“Inside of three days them husbands are plumb anxious to go to their wives, but wifie has nailed the front door shut. Them there dancin’ lessons has improved us wonderful, Ike. I gets old Sam Holt to dance in your place.
“Then we finds out somethin’.
“Judge Steele goes sneakin’ around home late at night after our lessons, and he peeks under the curtains in his house, and he sees Miss Harrison teachin’ them womin to dance, and the judge swears that they ain’t got enough clothes on to flag a hand-car.
“The judge so forgets himself that he raps on the window, and he gets a lot of bird-shot sprayed into the seat of his pants.
“Miss Harrison has double-crossed us, and the next night we chides her about it. She gets kinda woolly and informs us that the ladies invited her to teach them so they could do their part in the performance. She was teachin’ ’em the ‘Dance of the Raindrops.’

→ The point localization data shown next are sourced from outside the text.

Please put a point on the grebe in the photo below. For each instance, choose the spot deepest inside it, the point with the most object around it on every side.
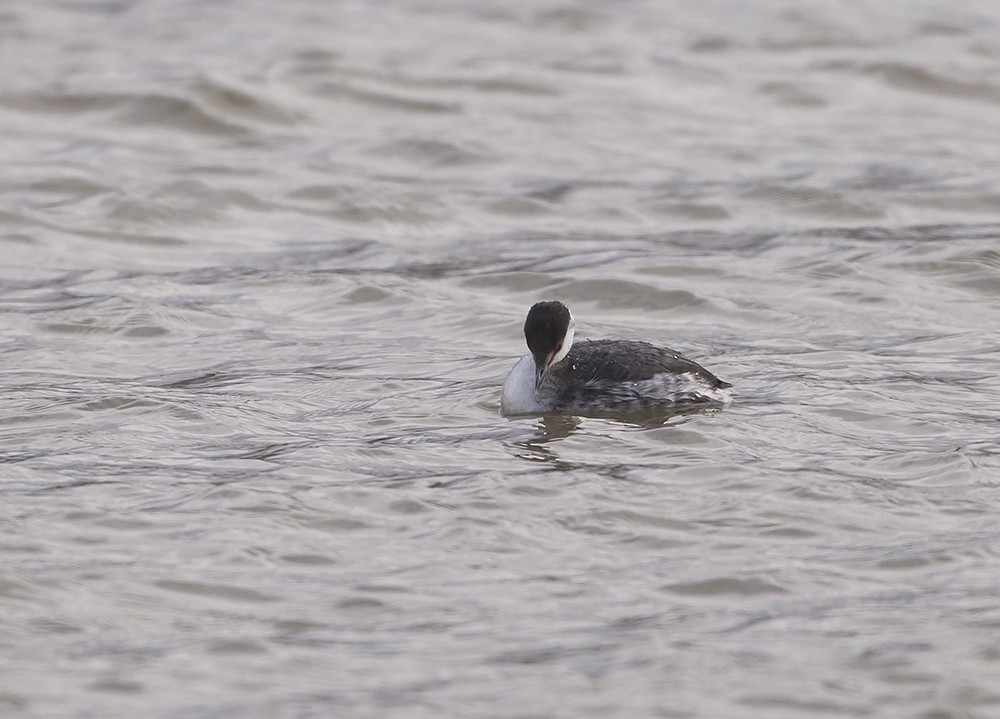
(600, 375)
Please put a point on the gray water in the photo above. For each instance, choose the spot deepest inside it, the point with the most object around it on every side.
(264, 267)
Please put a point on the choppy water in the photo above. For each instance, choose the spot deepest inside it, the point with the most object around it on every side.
(264, 269)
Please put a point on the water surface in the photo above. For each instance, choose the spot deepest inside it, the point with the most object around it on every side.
(265, 268)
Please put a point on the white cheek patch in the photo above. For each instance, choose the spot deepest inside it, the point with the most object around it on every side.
(566, 344)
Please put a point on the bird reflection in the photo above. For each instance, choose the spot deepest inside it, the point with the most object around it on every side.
(550, 428)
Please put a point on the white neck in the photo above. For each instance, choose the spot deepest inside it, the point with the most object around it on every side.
(567, 342)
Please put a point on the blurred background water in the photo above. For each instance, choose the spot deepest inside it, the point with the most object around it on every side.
(264, 269)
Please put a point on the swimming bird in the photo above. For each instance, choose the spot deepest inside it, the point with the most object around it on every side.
(558, 376)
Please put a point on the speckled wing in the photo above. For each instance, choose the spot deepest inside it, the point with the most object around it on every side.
(630, 361)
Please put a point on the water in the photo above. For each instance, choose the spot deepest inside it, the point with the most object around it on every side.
(264, 270)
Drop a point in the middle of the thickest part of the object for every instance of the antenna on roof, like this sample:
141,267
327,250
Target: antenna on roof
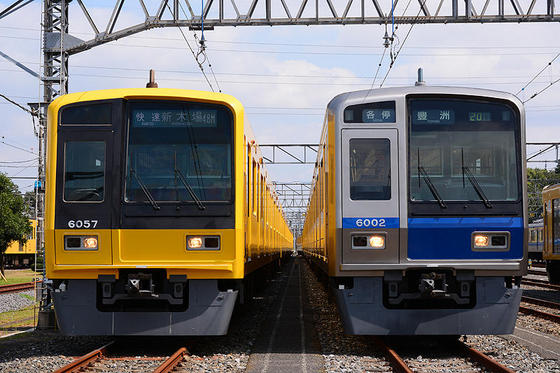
152,83
420,80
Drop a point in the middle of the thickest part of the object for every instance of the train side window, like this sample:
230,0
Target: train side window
91,114
84,171
556,226
370,169
254,187
533,235
248,187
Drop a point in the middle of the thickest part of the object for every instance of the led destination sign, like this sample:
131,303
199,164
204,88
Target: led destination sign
170,117
433,116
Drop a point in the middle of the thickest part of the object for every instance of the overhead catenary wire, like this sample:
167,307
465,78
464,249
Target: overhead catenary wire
538,74
393,60
19,106
202,43
541,91
193,53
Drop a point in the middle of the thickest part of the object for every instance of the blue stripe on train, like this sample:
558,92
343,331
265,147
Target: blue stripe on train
450,238
370,223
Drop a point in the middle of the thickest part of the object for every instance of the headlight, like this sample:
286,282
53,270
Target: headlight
480,240
90,242
377,241
85,243
194,242
203,242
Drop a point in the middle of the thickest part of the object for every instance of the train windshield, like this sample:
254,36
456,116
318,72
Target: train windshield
179,152
463,150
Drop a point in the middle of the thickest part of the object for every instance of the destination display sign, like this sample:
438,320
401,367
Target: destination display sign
378,116
433,116
372,112
170,117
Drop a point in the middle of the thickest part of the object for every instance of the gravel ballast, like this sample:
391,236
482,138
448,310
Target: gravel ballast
16,301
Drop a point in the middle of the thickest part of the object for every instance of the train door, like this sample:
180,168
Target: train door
370,196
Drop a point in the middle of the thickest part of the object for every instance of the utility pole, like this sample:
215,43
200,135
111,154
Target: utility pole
55,83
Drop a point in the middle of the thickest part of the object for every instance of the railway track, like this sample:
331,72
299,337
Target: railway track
540,283
540,313
16,287
92,358
535,272
400,365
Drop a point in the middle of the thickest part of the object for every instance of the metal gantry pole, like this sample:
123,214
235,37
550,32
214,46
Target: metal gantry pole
55,83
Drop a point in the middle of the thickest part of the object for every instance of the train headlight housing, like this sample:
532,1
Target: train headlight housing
377,241
203,242
491,241
194,242
481,240
90,242
84,243
368,241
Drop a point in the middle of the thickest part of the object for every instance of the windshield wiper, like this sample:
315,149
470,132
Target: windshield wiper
476,187
144,189
474,182
189,189
431,186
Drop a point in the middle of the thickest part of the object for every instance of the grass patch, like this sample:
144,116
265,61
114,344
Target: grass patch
11,320
17,276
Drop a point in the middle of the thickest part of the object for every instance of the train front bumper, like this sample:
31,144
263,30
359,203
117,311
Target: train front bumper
208,313
363,311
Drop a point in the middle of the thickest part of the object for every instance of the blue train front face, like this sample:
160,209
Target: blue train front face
431,222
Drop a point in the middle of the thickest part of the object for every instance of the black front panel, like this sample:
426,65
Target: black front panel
88,164
92,169
464,156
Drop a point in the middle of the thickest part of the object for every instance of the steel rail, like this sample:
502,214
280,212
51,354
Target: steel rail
172,361
85,360
541,314
397,362
486,361
16,287
541,302
541,283
534,272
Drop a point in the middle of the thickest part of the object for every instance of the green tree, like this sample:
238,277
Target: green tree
14,224
537,179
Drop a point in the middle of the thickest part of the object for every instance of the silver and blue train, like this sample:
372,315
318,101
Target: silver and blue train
418,210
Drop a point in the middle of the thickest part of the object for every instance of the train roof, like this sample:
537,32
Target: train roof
393,92
143,93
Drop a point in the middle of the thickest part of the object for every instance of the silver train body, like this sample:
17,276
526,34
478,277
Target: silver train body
418,212
536,240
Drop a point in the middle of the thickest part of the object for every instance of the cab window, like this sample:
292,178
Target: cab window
370,169
84,171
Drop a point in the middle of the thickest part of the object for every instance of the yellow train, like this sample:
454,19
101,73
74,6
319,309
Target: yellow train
159,212
18,255
551,220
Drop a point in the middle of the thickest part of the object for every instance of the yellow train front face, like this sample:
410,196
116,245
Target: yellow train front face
144,229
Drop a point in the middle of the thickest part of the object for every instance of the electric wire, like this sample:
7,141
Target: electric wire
538,74
393,60
192,52
17,147
18,105
202,43
541,91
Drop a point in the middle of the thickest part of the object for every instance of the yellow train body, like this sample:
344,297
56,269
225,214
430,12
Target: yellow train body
258,234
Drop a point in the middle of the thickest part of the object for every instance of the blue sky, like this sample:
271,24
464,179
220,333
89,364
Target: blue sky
285,76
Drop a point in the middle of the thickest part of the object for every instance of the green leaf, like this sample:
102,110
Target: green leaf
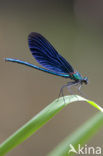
39,120
80,136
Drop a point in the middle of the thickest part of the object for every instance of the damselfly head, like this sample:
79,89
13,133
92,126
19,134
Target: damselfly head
85,80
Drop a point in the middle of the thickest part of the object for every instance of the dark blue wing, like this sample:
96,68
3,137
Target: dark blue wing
46,55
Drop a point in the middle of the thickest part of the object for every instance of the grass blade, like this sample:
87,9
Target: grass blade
39,120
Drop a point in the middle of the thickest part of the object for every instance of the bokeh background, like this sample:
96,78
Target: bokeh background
75,28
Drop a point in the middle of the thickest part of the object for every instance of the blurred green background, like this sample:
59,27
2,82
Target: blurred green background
75,28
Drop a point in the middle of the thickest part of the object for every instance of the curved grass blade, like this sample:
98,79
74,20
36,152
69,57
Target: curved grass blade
79,137
39,120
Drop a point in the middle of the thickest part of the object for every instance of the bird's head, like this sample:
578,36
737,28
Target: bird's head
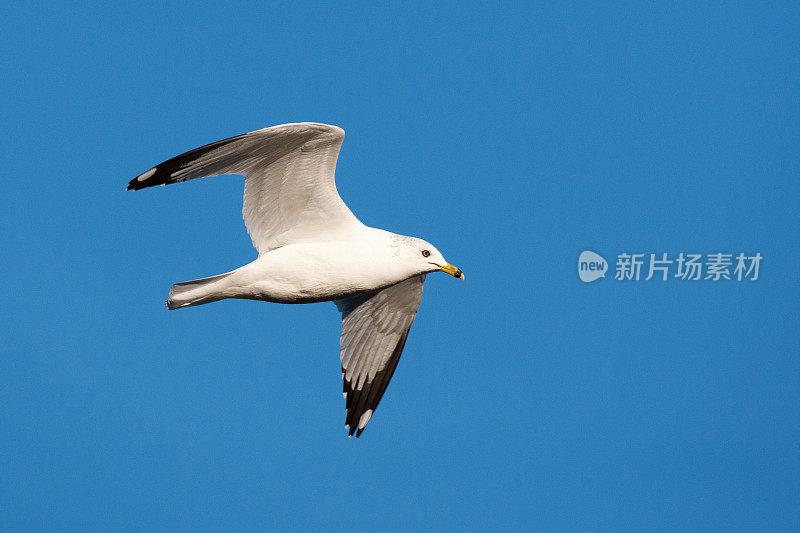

“‘My ⸺!’ grunts Wick. ‘My wife ain’t no raindrop.’
“‘I ain’t goin’ to permit Mrs. Tilton to appear in no mosquito nettin’ and bare feet—not in public,’ declares Testament.
“Things got kinda deadlocked, Ike. The tickets are all sold for the performance, and the church realizes over two hundred dollars. Me and the judge goes as a committee to confer with Mrs. Smith and Mrs. Tilton, and they refuses to arbitrate. They opines that what’s good enough for their husbands is good enough for them. Mrs. Tilton says:
“If Testament can wear a gee-string and imitate a willer-tree, why can’t I wear a porous-knit undershirt and imitate a drop of rain?’
“What could we do? We went back and held a council of war. Pete said he’d be ⸺ if his wife was goin’ to be a spectacle. They all declared that they wasn’t goin’ to let the world at large gaze upon their property in the rough. Miss Harrison declares that it must go through. There yuh are, Ike.